The comparison and validation studies of reanalysis have been conducted on a spatial scale of continents, including eastern Eurasia, southern South America, and Antarctica e.g., [
11,
12,
15]. Several studies have verified the uncertainty of the reanalysis data in polar regions, where it is difficult to obtain observational data due to a lack of data accessibility. For example, Zhang et al., (2021) divided Greenland into sedimentary and erosion areas to compare surface temperature, relative humidity, and wind speed of observations with Japanese 55-year Reanalysis (JRA55), ERA5, Climate Forecast System Reanalysis (CFSR), and Modern-Era Retrospective Observations (MERRA2) [
16]. Based on Root Mean Square Errors (RMSEs) and biases, MERRA2 showed the highest performances in surface temperature in the sedimentary area and JRA55 had the best in the erosion area. MERRA2 was the best reanalysis for relative humidity as it captured the seasonal cycles well. For wind speed, JRA55 and ERA5 were the best in the erosion and the sedimentary areas, respectively. Huai et al., (2019) evaluated surface temperatures in Antarctica obtained on the eight reanalysis datasets, including ERA-Interim, CFSR, JRA55, MERRA2, ECMWF 20th century atmospheric model ensemble (ERA-20cm), ECMWF 20th century reanalysis (ERA-20c), NOAA-CIRES-DOE Twentieth Century Reanalysis (20CR), and Coupled Reanalysis of the Twentieth Century (CERA-20C) [
15]. All the reanalysis data generally represented well the seasonal cycles of temperature. In particular, MERRA2 showed the best performance with mean absolute error (MAE) of 2 °C or less for all twelve months. For annual variations in the monthly average temperature, the accuracy was in the order of ERA-Interim, CFSR, and MERRA2 and the other reanalysis data showed relatively lower performance.

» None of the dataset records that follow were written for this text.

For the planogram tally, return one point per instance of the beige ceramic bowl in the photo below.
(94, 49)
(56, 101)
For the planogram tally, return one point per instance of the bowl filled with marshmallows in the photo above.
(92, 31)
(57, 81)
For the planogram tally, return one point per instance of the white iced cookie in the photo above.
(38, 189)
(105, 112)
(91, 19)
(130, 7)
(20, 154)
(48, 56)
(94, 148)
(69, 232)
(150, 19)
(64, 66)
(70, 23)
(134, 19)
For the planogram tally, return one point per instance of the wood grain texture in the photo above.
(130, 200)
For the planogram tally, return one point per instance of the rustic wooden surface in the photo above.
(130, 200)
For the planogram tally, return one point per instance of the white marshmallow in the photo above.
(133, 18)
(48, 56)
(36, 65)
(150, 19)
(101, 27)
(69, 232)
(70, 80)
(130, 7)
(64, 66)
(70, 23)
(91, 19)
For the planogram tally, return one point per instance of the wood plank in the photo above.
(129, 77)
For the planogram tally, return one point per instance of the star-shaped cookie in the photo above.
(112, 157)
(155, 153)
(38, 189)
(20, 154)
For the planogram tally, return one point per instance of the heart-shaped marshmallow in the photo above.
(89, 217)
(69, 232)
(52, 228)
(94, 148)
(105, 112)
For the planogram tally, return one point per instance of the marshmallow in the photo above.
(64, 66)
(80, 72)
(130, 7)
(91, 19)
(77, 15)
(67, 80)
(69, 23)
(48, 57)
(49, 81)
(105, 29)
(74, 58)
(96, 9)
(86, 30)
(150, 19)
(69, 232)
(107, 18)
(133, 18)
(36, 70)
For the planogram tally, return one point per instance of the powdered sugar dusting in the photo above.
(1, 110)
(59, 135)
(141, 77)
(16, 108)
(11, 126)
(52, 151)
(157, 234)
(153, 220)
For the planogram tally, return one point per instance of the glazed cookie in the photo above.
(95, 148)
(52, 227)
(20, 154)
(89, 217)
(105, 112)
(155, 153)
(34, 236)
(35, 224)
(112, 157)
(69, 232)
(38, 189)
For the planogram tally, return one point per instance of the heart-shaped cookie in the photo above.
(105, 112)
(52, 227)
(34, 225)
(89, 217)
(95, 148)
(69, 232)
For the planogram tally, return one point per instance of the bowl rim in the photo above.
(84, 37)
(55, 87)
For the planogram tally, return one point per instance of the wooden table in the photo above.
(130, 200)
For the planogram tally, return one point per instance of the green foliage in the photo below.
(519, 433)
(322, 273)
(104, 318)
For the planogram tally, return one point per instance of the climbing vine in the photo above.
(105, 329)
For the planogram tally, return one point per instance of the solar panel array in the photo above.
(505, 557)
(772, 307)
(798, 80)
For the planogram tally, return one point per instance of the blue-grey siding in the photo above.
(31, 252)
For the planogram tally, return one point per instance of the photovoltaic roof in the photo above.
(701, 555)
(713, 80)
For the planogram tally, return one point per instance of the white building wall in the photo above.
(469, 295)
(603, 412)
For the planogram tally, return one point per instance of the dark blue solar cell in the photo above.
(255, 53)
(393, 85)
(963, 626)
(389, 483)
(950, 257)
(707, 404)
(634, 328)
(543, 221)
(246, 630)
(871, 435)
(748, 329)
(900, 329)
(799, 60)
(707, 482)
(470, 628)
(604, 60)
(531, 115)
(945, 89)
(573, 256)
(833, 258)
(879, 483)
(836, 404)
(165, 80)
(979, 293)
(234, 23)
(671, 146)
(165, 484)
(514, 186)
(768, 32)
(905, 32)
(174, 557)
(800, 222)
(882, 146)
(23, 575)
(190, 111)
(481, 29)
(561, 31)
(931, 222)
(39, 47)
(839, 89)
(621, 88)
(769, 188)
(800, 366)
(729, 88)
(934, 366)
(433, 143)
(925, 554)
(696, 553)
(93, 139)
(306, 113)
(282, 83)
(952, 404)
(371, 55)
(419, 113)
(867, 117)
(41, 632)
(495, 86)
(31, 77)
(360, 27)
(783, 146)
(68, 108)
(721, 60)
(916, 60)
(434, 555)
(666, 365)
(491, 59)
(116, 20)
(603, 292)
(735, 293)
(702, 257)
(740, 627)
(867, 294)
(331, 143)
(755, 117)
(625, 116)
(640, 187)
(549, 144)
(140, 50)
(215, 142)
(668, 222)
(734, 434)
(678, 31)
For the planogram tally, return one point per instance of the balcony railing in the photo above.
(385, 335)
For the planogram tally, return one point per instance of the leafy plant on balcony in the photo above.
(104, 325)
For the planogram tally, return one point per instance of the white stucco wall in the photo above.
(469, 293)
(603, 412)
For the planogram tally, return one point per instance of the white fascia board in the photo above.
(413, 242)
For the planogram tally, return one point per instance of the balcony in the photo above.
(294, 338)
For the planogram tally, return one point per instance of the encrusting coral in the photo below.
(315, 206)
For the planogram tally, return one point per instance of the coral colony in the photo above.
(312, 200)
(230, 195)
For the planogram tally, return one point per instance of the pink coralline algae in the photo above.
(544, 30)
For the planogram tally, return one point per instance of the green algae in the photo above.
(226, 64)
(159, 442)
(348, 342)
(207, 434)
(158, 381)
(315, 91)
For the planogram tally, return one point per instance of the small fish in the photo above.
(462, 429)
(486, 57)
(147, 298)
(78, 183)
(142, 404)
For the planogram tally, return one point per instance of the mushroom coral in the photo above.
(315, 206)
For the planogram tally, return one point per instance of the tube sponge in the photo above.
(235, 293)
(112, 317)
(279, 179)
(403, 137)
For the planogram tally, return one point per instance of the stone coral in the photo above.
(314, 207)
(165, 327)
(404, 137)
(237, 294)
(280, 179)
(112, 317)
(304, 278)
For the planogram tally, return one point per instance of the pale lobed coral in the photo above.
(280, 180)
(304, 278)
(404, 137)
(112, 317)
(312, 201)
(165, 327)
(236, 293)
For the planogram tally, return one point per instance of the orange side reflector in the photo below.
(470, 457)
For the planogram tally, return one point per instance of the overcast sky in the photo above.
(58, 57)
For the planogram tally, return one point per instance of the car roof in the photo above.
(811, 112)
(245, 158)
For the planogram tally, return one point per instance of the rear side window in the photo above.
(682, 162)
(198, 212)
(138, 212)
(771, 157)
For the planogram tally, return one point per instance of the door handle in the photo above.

In the mid-latitude regions, it can be challenging to simulate true atmospheric conditions using a climate forecast model because of the various factors associated with complex interactions of high- and low-latitude climate systems [
17] and also due to the effects of human-induced land cover and land use changes on the atmosphere [
18]. Therefore, research on comparison and validation of reanalysis data have been actively conducted in the mid-latitudes. Mooney et al., (2011) compared reanalysis data (ERA40, ERA-Interim, and NCEP1) with station observations for surface temperature over Ireland during 1989–2001 and found that ERA-Interim showed higher linear correlation coefficients than the other two datasets [
13]. Balmaceda-Huarte et al., (2021) divided southern South America into five sub-regions and compared the reanalysis data of ERA-Interim, ERA5, NCEP1, NCEP-Department of Energy (DOE) reanalysis (hereinafter NCEP2), and JRA55 for temperature and precipitation [
12]. NCEP1 and NCEP2 showed poor illustrations for overall trend, but good for interannual variations. ERA5 was better in capturing the spatio-temporal variations in temperature and precipitation, compared to ERA-Interim, because of the advanced numerical models and higher spatial resolution. de Lima and Alcântara (2019) validated the reanalysis data of ERA-Interim, CFSR, and NCEP1 with station observations based on five extreme climate indices by the Expert Team on Climate Change Detection and Indices (ETCCDI) for the eastern region of northeast Brazil [
19]. ERA-Interim showed lower RMSEs, compared to CFSR, for precipitation, monthly maximum of daily minimum temperature (TXn), and monthly minimum of daily minimum temperature (TNn). RMSEs of monthly maximum of daily maximum temperature (TXx) and monthly maximum of daily minimum temperature (TNx) were relatively lower in CFSR. Pearson correlations of precipitation, TXn, and TNn were higher in the order of ERA-Interim, CFSR, and NCEP1. For TXx and TNx, the correlations of NCEP1 were higher than those of CFSR. Tang et al., (2017) evaluated the reanalyses of NCEP1, NCEP2, and CRU-NCEP with NOAA long-term weather data on monthly and annual scales in 90 metropolitan areas in the United States [
20]. On the annual, CRUNCEP showed the best performance for average and minimum temperatures and NCEP1 and NCEP2 for maximum temperature and precipitation. The least bias with observational data was in NCEP1 for maximum temperature and CRUNCEP for the precipitation, average temperature, and minimum temperature.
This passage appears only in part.